1. De janeiro a 31 de dezembro foram 1.822 quilômetros percorridos;

2. Foram 17 provas, sendo que em 11 delas subi ao pódio;

3. Estreei em provas de trilha. Fiz 5 provas de trail run e subi ao pódio 3 vezes;

4. Fiz recorde pessoal nas distâncias de 10km e 21 km;

5. Fiz minha primeira Maratona (42km) e conquistei vaga para a Maratona de Boston;

6. Formei dupla com um atleta que admiro demais, Claudio Vicente, e que me ensinou muito sobre trail run. E juntos conquistamos nosso primeiro troféu de 2017;

7. Passei a integrar o Time de Atletas da Harts, empresa que já admirava e consumia os produtos há um bom tempo;

8. Passei a ter a Novah Natural como minha parceira, empresa de Floripa que produz queijos veganos, que eu já consumia;

9. Conquistei o título de Melhor Pace da Floripa Runners Assessoria Esportiva;

10. Entrei no Ranking Brasileiro de Maratonistas (posição 46 de 236 mulheres);

11. Me matriculei na graduação de Nutrição, iniciando as aulas em fevereiro de 2018.

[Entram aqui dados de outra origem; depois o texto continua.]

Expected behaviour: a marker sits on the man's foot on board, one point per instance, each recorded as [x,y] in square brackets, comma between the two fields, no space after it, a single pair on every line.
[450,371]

Mas, nenhuma destas conquistas seria possível não fosse o trabalho conjunto realizado com 3 maravilhosos profissionais que me acompanham, o mestre Fabiano Braun, que dispensa comentários, afinal, me elevou a outros patamares de desempenho neste ano, a minha nutri esportiva, Amanda Miranda, que com todo o programa de alimentação e suplementação contribuiu demais para meu desempenho e conquistas e a minha professora de funcional, Malu, que trabalhou comigo de forma esplêndida para que eu ficasse mais fortalecida e não tivesse nenhuma lesãozinha se quer, apesar de todo o volume e intensidade de 2017.

Só tenho a agradecer por este maravilhoso ano de 2017 e aguardar 2018, pois será certamente um ano esplêndido, onde meu foco estará nas provas de trail run, fazendo estreia nas ultramaratonas.